Colloquia & Guest Speakers

Corneal Refractive Error Correction: injury and healing of a living lens

Dr. Krystel Huxlin

Monday, April 26, 2021
3:30 p.m.–4:30 p.m.

Zoom Virtual Setting

Abstract:  The eye provides sensory input to the entire visual system and it relies on a transparent and properly-shaped cornea to do so. Our laboratory is unique in having developed a behaviorally fixating animal model in which we can reliably measure optical aberrations of the eye with the same degree of precision as in humans. We have used this unique animal model to study corneal damage and scarring - one of the major causes of blindness world-wide, and for which there is currently no effective treatment. In developed countries, laser refractive surgery is an important cause of corneal damage and scarring. By directly correlating optical aberrations, corneal structure and biology after laser refractive procedures in cats, we have gained unique insight into cell and molecular pathways that control key aspects of corneal healing, nerve regeneration and resulting changes in optical quality. Multidisciplinary studies like this are key for ultimately designing better ways of correcting refractive error, and treating corneal wounds. They were instrumental and motivational for our development of LIRIC (in concert with Wayne Knox and Jon Ellis), a non-ablative form of laser refractive correction. This method can be applied directly to the living cornea, the native lens, or in contact lenses and artificial intraocular lenses. Instead of ablating tissue or material to change its shape, LIRIC uses a focused femtosecond laser in a multi-photon regime, to locally alter the material’s refractive index. This customizable method appears to cause no corneal scarring or long-term detrimental effects to ocular health. As such, it opens up a new area of theoretical investigations into corneal lens biology related to laser-tissue interactions, and a whole new paradigm for vision correction in humans.

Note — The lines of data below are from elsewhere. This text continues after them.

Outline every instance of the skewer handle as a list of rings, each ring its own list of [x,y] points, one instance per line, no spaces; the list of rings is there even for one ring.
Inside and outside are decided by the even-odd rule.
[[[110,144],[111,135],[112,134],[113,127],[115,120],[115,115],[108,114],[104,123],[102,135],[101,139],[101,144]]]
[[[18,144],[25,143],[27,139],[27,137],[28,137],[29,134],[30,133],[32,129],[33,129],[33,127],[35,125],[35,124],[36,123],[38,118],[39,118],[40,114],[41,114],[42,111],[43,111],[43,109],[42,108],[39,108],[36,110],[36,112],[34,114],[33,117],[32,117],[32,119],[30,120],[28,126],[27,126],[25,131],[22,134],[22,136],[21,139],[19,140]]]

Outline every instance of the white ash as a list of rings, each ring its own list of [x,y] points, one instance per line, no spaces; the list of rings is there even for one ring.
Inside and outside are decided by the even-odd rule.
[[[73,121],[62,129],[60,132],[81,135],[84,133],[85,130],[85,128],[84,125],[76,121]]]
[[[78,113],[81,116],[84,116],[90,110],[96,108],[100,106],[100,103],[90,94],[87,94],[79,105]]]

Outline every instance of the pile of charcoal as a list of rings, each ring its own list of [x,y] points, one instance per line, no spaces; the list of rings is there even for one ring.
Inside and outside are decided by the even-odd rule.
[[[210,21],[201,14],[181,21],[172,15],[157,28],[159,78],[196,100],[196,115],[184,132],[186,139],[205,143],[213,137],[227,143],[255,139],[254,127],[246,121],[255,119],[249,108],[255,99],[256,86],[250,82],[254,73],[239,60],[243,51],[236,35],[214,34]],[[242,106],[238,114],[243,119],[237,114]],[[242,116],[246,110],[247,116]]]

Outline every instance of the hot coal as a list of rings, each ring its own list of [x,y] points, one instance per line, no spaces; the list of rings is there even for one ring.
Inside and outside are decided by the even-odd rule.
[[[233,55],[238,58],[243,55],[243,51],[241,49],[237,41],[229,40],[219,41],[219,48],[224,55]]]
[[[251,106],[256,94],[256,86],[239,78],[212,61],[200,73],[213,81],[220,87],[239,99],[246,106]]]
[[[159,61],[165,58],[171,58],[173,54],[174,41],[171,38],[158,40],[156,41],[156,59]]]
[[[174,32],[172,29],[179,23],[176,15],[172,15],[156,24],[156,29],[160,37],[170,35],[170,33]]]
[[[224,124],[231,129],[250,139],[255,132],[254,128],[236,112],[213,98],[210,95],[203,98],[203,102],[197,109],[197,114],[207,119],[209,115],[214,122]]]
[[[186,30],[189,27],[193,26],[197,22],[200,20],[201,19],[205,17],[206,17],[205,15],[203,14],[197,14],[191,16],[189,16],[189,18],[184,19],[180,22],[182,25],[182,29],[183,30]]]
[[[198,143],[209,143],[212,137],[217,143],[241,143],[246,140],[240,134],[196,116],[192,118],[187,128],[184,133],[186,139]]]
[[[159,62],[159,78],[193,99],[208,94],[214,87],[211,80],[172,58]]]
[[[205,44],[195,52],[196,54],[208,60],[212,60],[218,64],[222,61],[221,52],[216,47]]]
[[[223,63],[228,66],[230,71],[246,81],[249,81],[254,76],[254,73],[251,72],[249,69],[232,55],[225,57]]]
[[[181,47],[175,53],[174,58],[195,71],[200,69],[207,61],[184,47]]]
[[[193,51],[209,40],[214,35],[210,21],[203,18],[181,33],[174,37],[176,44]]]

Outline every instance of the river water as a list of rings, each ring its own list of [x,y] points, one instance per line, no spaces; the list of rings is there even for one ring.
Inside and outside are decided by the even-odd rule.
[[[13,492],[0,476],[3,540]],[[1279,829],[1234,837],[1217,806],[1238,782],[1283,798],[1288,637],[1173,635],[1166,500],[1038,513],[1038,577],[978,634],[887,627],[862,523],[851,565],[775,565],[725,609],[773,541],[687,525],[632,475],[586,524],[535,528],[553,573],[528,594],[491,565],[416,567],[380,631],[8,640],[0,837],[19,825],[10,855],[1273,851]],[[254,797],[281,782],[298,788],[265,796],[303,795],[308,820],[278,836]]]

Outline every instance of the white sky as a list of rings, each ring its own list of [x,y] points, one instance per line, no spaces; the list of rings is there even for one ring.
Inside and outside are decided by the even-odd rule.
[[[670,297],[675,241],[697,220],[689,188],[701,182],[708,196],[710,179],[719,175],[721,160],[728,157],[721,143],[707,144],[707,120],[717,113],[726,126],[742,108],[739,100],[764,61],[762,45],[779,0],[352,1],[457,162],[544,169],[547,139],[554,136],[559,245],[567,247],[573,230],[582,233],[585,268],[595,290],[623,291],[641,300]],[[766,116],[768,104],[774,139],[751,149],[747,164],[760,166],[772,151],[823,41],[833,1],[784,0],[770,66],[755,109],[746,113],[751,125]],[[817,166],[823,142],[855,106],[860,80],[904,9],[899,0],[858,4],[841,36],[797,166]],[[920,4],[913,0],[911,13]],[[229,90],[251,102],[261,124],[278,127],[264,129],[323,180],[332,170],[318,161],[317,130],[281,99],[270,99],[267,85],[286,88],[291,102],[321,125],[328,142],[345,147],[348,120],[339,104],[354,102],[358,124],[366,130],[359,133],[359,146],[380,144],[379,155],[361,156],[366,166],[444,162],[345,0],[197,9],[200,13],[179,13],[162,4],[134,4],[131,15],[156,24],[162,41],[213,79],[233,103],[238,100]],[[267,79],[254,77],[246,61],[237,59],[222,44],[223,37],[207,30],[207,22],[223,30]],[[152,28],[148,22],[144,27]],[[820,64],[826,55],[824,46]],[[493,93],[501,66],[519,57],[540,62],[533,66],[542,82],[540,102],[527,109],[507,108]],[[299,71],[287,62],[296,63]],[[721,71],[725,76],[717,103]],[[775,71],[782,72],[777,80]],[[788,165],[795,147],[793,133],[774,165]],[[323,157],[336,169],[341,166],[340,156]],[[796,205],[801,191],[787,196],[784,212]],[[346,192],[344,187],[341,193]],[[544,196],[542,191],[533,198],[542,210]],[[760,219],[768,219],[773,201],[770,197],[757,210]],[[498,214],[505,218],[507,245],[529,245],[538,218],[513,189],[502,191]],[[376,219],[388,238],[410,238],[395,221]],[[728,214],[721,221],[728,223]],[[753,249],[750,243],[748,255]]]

Dr. Krystel R HuxlinDr. Krystel Huxlin is the James V. Aquavella Professor and Associate Chair for Research in the Department of Ophthalmology and Flaum Eye Institute at the University of Rochester Medical Center. She also serves as the Associate Director of the Center for Visual Science and holds secondary appointments in the Institute of Optics, the Department of Neuroscience and the Department of Brain & Cognitive Sciences. Dr. Huxlin earned her bachelor’s (1991) and doctorate (1994) degrees in neuroscience at the University of Sydney, Australia. She performed postdoctoral work with Drs. William Merigan and Tatiana Pasternak in the Center for Visual Science before joining the faculty of the Department of Ophthalmology at the University of Rochester in 1999.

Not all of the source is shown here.